(LibertySociety.com) – Last week, the Biden administration dropped a hotly-contested proposal to monitor bank accounts containing $600 or more from its reconciliation bill.
Although Democrats reduced the original $3.5-trillion bill down to $1.75 trillion in social and climate spending, the money to pay for the legislation has to come from somewhere. Language within the package gave the government permission to monitor cash flow in any account that moved $600 or more in a calendar year. That proposed breach of privacy would affect many Americans and sparked concern among Republicans and other citizens, forcing the Biden administration and Senate Democrats to eliminate the threshold.

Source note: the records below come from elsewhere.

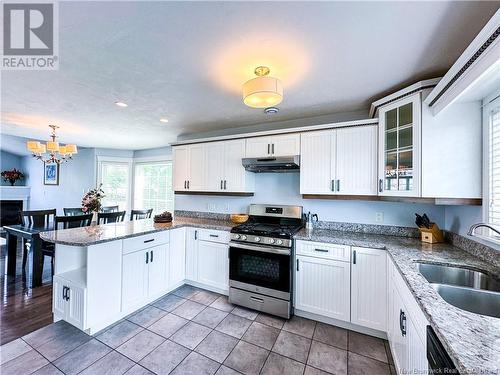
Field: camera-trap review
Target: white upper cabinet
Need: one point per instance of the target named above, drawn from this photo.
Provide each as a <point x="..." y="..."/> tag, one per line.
<point x="317" y="162"/>
<point x="276" y="145"/>
<point x="212" y="167"/>
<point x="339" y="161"/>
<point x="399" y="147"/>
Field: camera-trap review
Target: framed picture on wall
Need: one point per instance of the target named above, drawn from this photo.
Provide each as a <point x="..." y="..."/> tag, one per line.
<point x="50" y="174"/>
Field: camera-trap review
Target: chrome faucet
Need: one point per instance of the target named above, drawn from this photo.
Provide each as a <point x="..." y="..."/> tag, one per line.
<point x="473" y="227"/>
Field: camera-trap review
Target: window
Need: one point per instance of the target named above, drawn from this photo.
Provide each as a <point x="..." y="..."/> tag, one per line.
<point x="492" y="117"/>
<point x="115" y="176"/>
<point x="153" y="186"/>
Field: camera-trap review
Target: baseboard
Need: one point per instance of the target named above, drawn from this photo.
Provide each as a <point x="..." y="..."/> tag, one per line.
<point x="342" y="324"/>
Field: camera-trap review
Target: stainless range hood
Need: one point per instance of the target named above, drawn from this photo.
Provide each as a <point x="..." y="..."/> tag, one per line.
<point x="272" y="164"/>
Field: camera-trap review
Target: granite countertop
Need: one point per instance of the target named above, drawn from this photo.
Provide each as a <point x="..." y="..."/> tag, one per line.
<point x="96" y="234"/>
<point x="471" y="340"/>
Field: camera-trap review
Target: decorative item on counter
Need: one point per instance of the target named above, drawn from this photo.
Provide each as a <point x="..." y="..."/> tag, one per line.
<point x="238" y="218"/>
<point x="310" y="219"/>
<point x="164" y="217"/>
<point x="91" y="201"/>
<point x="429" y="231"/>
<point x="12" y="176"/>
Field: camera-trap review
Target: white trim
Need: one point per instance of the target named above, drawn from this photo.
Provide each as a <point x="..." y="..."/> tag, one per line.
<point x="483" y="62"/>
<point x="369" y="121"/>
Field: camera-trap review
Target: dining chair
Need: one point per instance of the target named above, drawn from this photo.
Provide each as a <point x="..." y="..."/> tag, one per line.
<point x="110" y="217"/>
<point x="35" y="218"/>
<point x="109" y="209"/>
<point x="72" y="211"/>
<point x="140" y="214"/>
<point x="64" y="222"/>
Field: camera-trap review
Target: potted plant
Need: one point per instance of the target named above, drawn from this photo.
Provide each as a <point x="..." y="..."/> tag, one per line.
<point x="12" y="176"/>
<point x="91" y="201"/>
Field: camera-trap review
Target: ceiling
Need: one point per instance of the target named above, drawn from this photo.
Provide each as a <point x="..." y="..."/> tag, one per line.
<point x="186" y="61"/>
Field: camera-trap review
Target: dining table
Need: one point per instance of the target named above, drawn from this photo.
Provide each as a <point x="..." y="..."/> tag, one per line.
<point x="32" y="234"/>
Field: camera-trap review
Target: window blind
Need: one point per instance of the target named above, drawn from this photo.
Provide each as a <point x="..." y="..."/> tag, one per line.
<point x="494" y="169"/>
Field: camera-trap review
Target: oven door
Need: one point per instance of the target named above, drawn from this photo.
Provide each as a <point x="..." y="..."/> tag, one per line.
<point x="260" y="268"/>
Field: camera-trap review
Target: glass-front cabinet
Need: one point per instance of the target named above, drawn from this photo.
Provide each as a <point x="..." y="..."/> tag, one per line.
<point x="399" y="147"/>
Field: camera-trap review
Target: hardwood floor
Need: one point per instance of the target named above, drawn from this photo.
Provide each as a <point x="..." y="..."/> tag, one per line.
<point x="24" y="309"/>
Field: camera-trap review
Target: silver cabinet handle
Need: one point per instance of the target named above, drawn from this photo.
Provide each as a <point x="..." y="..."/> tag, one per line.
<point x="321" y="250"/>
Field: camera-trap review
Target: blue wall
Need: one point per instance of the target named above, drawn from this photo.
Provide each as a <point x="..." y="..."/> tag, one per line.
<point x="10" y="161"/>
<point x="283" y="188"/>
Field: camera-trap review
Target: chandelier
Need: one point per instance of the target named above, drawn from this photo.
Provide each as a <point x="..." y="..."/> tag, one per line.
<point x="56" y="153"/>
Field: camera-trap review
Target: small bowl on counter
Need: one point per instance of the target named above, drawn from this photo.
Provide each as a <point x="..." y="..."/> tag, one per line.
<point x="238" y="218"/>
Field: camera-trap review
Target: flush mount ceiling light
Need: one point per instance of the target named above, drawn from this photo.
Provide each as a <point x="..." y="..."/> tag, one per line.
<point x="262" y="91"/>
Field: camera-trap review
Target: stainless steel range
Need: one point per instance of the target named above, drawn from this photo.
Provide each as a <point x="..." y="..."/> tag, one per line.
<point x="260" y="259"/>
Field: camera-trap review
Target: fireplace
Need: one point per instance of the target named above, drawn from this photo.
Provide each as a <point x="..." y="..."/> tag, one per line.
<point x="10" y="212"/>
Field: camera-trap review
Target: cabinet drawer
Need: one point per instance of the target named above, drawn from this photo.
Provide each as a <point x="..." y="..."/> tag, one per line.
<point x="143" y="242"/>
<point x="324" y="250"/>
<point x="212" y="235"/>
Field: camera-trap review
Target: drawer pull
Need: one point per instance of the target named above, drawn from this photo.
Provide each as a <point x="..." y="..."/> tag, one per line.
<point x="255" y="299"/>
<point x="321" y="250"/>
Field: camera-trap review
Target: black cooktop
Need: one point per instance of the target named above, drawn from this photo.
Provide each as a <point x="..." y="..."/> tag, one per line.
<point x="281" y="230"/>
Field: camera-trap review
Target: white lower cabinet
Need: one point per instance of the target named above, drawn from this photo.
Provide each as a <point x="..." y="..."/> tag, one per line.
<point x="213" y="264"/>
<point x="69" y="302"/>
<point x="144" y="275"/>
<point x="322" y="287"/>
<point x="369" y="288"/>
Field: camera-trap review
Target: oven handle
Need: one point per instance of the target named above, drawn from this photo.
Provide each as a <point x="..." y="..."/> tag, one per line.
<point x="259" y="248"/>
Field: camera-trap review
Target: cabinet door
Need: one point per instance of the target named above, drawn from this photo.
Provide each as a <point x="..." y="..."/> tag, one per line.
<point x="323" y="287"/>
<point x="191" y="254"/>
<point x="180" y="165"/>
<point x="258" y="147"/>
<point x="316" y="162"/>
<point x="177" y="257"/>
<point x="213" y="264"/>
<point x="196" y="180"/>
<point x="285" y="145"/>
<point x="369" y="288"/>
<point x="58" y="302"/>
<point x="134" y="279"/>
<point x="214" y="169"/>
<point x="356" y="160"/>
<point x="399" y="147"/>
<point x="76" y="306"/>
<point x="234" y="173"/>
<point x="157" y="272"/>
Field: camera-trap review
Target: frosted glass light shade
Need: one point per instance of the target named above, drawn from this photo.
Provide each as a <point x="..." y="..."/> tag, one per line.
<point x="53" y="146"/>
<point x="71" y="149"/>
<point x="32" y="145"/>
<point x="262" y="92"/>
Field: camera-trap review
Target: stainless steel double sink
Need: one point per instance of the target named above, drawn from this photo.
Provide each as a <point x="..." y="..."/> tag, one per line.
<point x="465" y="288"/>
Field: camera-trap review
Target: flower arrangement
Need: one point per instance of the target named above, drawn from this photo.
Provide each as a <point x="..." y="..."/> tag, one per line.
<point x="12" y="176"/>
<point x="91" y="201"/>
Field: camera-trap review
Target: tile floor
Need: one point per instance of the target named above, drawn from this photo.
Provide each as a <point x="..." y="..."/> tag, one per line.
<point x="193" y="331"/>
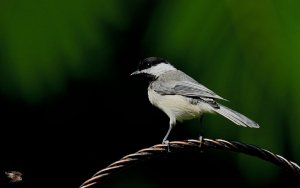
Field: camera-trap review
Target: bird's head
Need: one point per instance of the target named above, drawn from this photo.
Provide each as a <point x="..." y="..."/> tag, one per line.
<point x="153" y="67"/>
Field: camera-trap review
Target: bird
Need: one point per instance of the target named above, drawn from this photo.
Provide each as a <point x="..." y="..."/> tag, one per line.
<point x="14" y="176"/>
<point x="180" y="96"/>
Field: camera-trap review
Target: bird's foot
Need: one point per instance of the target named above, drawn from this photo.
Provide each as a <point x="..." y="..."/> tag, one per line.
<point x="167" y="142"/>
<point x="201" y="140"/>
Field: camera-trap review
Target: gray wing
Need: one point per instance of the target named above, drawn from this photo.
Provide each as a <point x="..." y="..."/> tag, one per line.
<point x="184" y="88"/>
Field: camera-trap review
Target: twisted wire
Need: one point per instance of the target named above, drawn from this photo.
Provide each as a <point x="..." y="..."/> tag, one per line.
<point x="175" y="146"/>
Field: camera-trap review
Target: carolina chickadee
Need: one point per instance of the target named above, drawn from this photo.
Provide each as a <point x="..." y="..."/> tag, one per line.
<point x="181" y="97"/>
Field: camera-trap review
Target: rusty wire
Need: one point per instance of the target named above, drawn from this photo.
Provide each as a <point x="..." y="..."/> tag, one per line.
<point x="175" y="146"/>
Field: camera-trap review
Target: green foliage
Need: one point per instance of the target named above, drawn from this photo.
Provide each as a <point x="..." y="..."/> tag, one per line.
<point x="246" y="51"/>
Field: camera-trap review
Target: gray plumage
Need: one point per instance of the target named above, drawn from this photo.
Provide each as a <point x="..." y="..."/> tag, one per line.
<point x="178" y="83"/>
<point x="181" y="97"/>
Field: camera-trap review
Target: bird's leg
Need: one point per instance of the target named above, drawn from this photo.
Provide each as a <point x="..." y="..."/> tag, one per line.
<point x="165" y="140"/>
<point x="201" y="122"/>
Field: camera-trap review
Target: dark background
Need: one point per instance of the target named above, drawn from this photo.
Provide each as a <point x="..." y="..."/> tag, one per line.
<point x="69" y="107"/>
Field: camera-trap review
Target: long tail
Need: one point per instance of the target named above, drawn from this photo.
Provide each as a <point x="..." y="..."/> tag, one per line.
<point x="236" y="117"/>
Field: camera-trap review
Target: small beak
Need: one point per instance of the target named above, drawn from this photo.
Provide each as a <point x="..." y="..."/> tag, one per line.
<point x="135" y="73"/>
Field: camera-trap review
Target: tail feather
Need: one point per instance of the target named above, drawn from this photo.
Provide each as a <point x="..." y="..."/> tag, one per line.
<point x="236" y="117"/>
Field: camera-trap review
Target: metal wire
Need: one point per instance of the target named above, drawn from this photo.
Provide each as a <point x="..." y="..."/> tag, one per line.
<point x="175" y="146"/>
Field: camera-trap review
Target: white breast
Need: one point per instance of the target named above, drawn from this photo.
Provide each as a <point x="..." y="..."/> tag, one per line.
<point x="175" y="106"/>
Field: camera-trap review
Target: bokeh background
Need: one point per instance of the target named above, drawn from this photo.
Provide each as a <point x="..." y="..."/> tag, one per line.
<point x="69" y="107"/>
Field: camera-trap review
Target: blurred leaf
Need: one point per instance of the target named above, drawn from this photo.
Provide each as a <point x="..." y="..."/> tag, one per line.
<point x="45" y="42"/>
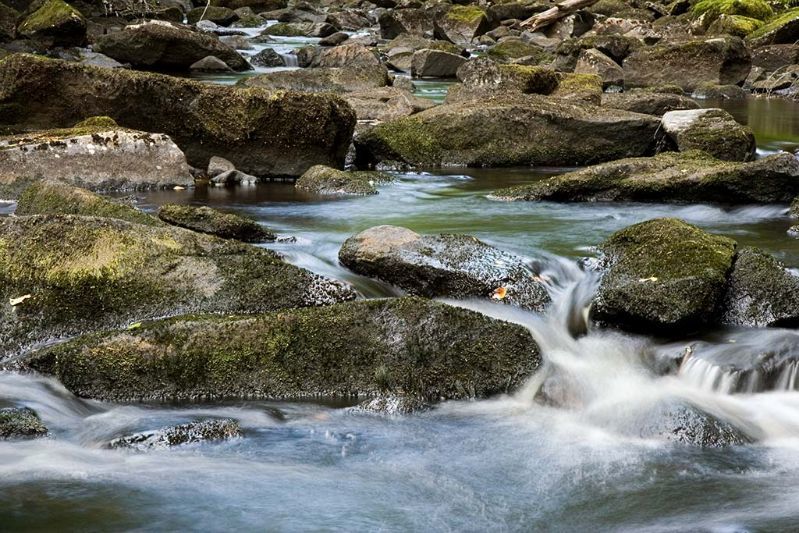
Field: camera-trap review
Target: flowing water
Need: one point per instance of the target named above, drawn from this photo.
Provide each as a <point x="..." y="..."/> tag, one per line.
<point x="572" y="450"/>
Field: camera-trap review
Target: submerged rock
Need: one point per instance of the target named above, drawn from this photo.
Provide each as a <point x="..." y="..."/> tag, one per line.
<point x="760" y="292"/>
<point x="662" y="276"/>
<point x="670" y="177"/>
<point x="262" y="133"/>
<point x="161" y="45"/>
<point x="213" y="222"/>
<point x="407" y="347"/>
<point x="97" y="155"/>
<point x="63" y="275"/>
<point x="459" y="266"/>
<point x="20" y="423"/>
<point x="721" y="61"/>
<point x="714" y="131"/>
<point x="524" y="130"/>
<point x="330" y="181"/>
<point x="53" y="198"/>
<point x="191" y="433"/>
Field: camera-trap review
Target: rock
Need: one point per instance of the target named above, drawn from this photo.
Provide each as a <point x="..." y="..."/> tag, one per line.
<point x="592" y="61"/>
<point x="20" y="423"/>
<point x="515" y="50"/>
<point x="775" y="56"/>
<point x="435" y="64"/>
<point x="714" y="131"/>
<point x="268" y="58"/>
<point x="456" y="266"/>
<point x="213" y="222"/>
<point x="159" y="45"/>
<point x="670" y="177"/>
<point x="662" y="276"/>
<point x="97" y="156"/>
<point x="53" y="198"/>
<point x="321" y="80"/>
<point x="411" y="21"/>
<point x="262" y="133"/>
<point x="330" y="181"/>
<point x="300" y="29"/>
<point x="222" y="16"/>
<point x="461" y="24"/>
<point x="783" y="29"/>
<point x="191" y="433"/>
<point x="55" y="23"/>
<point x="334" y="40"/>
<point x="85" y="274"/>
<point x="405" y="347"/>
<point x="386" y="103"/>
<point x="760" y="292"/>
<point x="648" y="103"/>
<point x="526" y="130"/>
<point x="210" y="64"/>
<point x="721" y="61"/>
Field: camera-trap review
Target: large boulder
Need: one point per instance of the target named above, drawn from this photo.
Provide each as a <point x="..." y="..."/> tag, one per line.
<point x="648" y="103"/>
<point x="783" y="29"/>
<point x="62" y="275"/>
<point x="160" y="45"/>
<point x="324" y="180"/>
<point x="461" y="24"/>
<point x="714" y="131"/>
<point x="458" y="266"/>
<point x="662" y="276"/>
<point x="97" y="155"/>
<point x="760" y="292"/>
<point x="49" y="197"/>
<point x="525" y="130"/>
<point x="435" y="64"/>
<point x="720" y="61"/>
<point x="17" y="423"/>
<point x="262" y="133"/>
<point x="207" y="220"/>
<point x="407" y="347"/>
<point x="55" y="23"/>
<point x="670" y="177"/>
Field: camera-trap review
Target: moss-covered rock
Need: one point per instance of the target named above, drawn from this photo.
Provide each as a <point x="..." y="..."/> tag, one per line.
<point x="714" y="131"/>
<point x="406" y="347"/>
<point x="20" y="423"/>
<point x="512" y="49"/>
<point x="781" y="29"/>
<point x="95" y="154"/>
<point x="648" y="103"/>
<point x="55" y="23"/>
<point x="760" y="292"/>
<point x="330" y="181"/>
<point x="710" y="10"/>
<point x="524" y="130"/>
<point x="458" y="266"/>
<point x="159" y="45"/>
<point x="54" y="198"/>
<point x="263" y="133"/>
<point x="670" y="177"/>
<point x="62" y="275"/>
<point x="662" y="276"/>
<point x="213" y="222"/>
<point x="191" y="433"/>
<point x="722" y="61"/>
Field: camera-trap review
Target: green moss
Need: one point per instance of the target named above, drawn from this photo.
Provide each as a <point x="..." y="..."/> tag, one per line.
<point x="51" y="14"/>
<point x="465" y="14"/>
<point x="52" y="198"/>
<point x="710" y="10"/>
<point x="407" y="347"/>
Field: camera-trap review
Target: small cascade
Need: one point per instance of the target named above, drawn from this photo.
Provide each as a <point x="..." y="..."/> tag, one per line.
<point x="290" y="59"/>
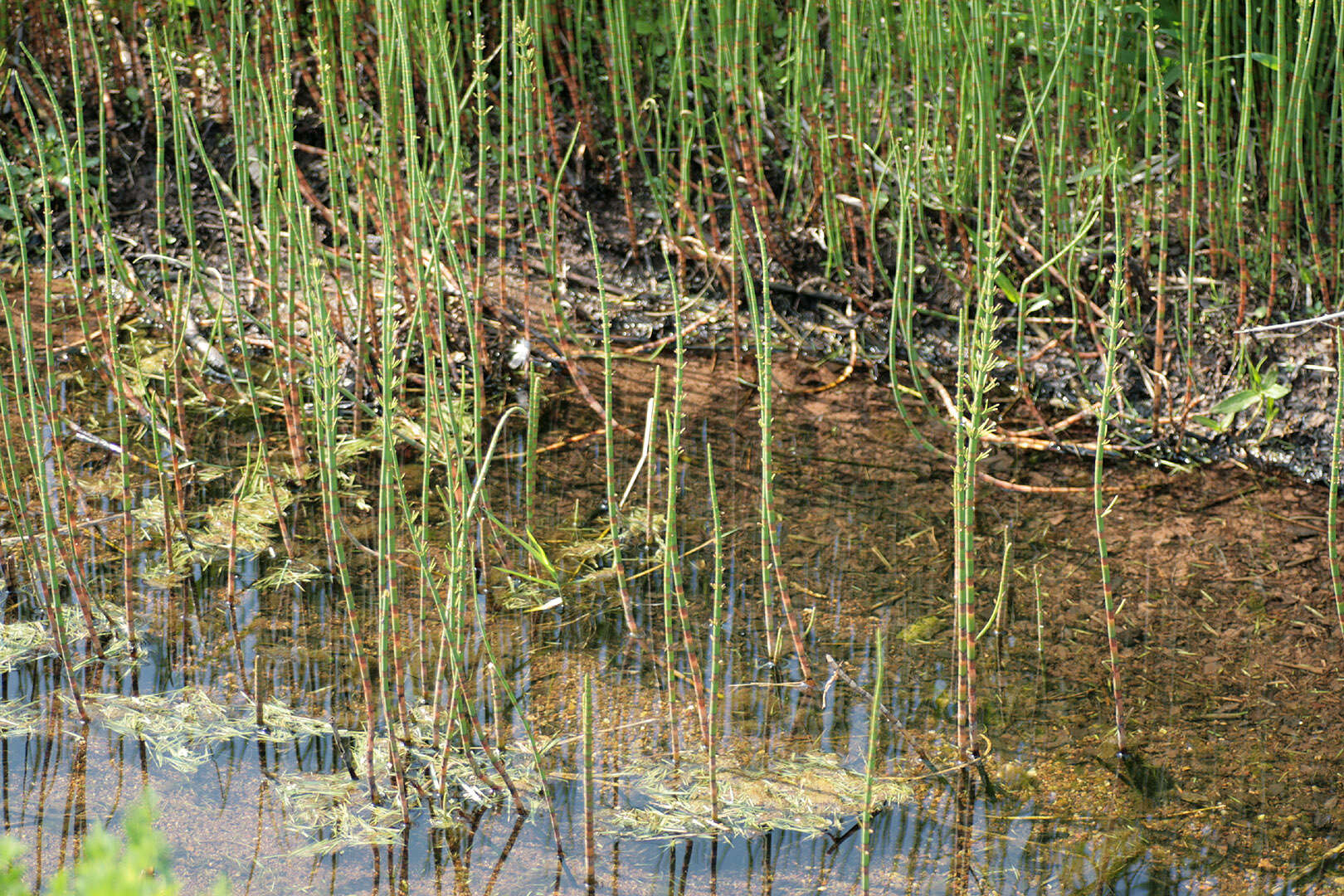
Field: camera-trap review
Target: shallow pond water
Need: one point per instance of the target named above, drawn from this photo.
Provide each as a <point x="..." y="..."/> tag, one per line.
<point x="1230" y="665"/>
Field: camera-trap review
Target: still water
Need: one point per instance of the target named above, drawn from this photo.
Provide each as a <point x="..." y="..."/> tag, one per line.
<point x="864" y="548"/>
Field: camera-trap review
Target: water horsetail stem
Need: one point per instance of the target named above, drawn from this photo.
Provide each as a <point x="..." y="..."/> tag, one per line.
<point x="1332" y="514"/>
<point x="1109" y="390"/>
<point x="672" y="553"/>
<point x="772" y="583"/>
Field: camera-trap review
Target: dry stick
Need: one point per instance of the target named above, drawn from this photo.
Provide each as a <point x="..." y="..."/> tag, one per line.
<point x="672" y="553"/>
<point x="589" y="805"/>
<point x="1332" y="514"/>
<point x="715" y="637"/>
<point x="838" y="672"/>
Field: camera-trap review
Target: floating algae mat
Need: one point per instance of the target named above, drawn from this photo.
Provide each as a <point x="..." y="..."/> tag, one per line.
<point x="806" y="794"/>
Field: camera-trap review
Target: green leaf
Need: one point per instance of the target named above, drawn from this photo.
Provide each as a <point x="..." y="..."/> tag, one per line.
<point x="1238" y="402"/>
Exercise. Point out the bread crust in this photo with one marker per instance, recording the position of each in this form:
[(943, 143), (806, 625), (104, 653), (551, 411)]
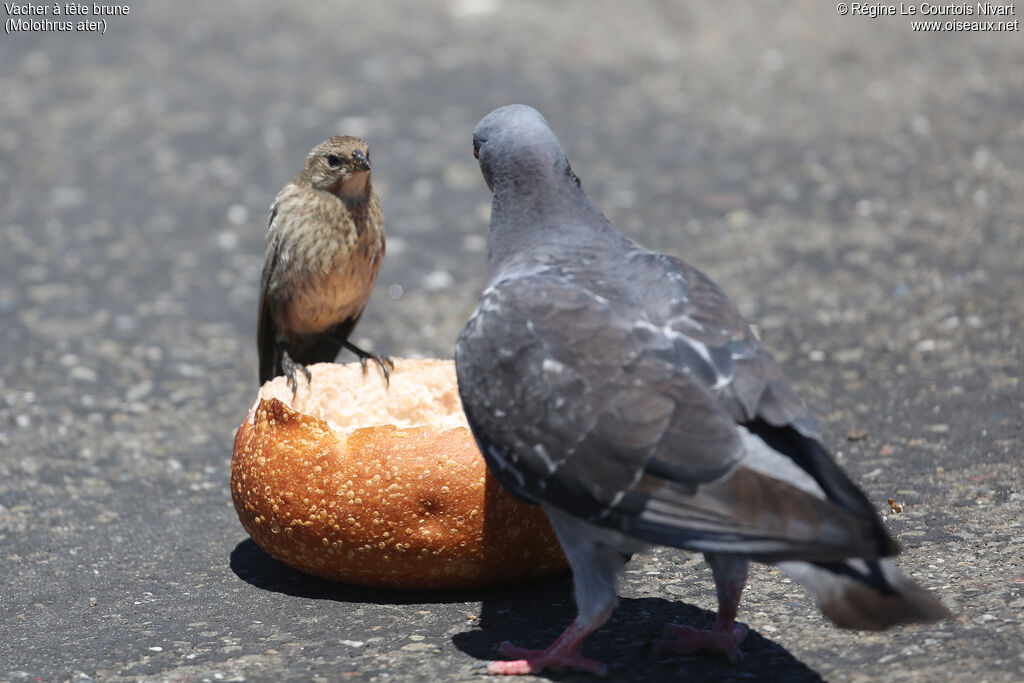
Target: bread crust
[(383, 506)]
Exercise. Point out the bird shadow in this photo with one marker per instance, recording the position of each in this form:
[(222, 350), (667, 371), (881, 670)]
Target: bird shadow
[(532, 614), (625, 643)]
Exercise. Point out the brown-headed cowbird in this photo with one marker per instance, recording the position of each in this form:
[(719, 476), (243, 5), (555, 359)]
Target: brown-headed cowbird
[(324, 249)]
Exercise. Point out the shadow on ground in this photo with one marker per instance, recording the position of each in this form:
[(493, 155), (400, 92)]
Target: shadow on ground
[(532, 615), (536, 619)]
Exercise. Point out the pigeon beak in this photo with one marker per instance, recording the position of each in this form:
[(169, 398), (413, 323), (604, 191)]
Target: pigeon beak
[(359, 161)]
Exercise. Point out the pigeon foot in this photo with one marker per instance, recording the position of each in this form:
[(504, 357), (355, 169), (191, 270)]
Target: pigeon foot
[(678, 638)]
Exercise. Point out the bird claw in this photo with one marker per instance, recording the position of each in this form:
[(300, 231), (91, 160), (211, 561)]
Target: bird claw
[(679, 638), (532, 662), (384, 363), (289, 367)]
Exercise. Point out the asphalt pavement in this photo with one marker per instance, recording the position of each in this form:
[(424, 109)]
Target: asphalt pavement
[(856, 184)]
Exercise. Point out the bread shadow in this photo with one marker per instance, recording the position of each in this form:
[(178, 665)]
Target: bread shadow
[(255, 566), (625, 643)]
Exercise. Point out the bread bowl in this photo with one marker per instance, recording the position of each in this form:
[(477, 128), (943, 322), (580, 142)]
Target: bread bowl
[(378, 484)]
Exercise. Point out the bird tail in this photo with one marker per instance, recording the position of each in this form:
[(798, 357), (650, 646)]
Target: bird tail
[(865, 594)]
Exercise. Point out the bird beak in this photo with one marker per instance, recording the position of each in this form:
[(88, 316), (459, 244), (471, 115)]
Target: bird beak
[(359, 161)]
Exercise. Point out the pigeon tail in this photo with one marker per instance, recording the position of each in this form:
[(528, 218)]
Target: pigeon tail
[(869, 595)]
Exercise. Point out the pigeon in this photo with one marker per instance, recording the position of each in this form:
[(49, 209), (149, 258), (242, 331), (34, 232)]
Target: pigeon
[(622, 390), (324, 249)]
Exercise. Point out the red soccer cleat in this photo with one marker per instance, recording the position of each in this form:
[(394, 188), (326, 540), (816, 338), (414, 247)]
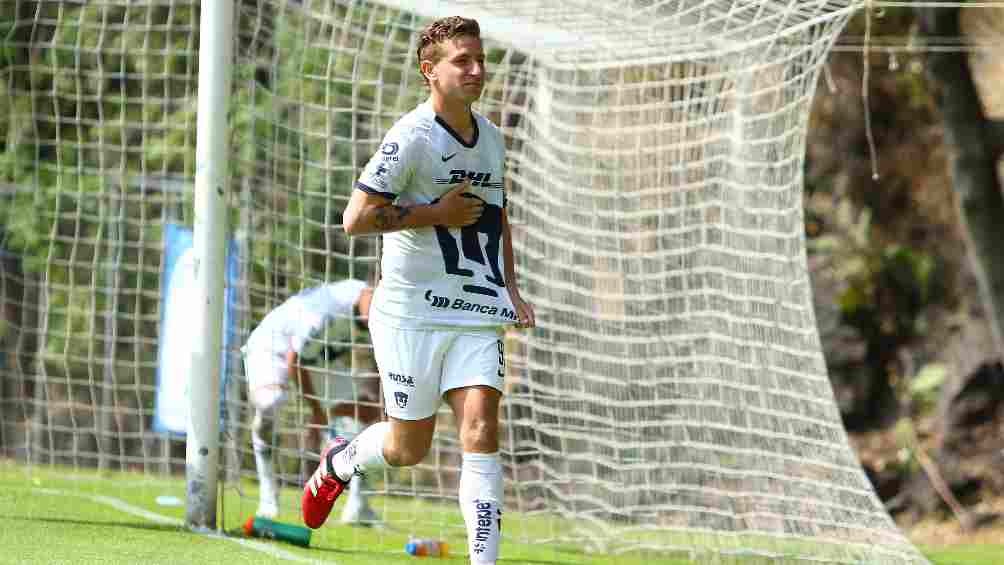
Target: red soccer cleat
[(323, 487)]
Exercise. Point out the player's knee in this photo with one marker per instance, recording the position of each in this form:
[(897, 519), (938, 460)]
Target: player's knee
[(262, 426), (479, 435), (408, 445), (406, 455)]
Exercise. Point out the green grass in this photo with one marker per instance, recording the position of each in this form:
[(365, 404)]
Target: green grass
[(54, 516)]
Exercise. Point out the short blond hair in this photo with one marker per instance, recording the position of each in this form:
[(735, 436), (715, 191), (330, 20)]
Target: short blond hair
[(442, 30)]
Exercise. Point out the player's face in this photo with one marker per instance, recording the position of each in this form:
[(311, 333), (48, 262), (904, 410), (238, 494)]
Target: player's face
[(460, 73)]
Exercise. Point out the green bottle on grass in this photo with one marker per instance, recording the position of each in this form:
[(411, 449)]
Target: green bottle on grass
[(259, 527)]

(POLL) 99% are against proposal for IRS monitoring of bank accounts with $600 or more https://t.co/dUT716i6Yb
— Sharyl Attkisson🕵️♂️ (@SharylAttkisson) October 28, 2021
If included, the $600 trigger would have alerted the Internal Revenue Service (IRS) to movements that might have caused a tax audit for those individuals, and brought in an estimated $400,000 annually to help pay for the enormous infrastructure proposal. On October 19, the Treasury Department announced a $10,000 per year transaction amount as a revised approach to signal the possible need for an audit instead. Then just nine days later, Democratic legislators removed the provision altogether.
Senate Democrats originally included the new proposal to bring in the necessary income to pay for part of the package by targeting wealthier Americans they claim are cheating the system by utilizing tax loopholes.
Now that the new revenue source for the bill is gone, lawmakers either need to include another way to pay for the shortfall with new revenue, or the spending will only add to the overall federal debt.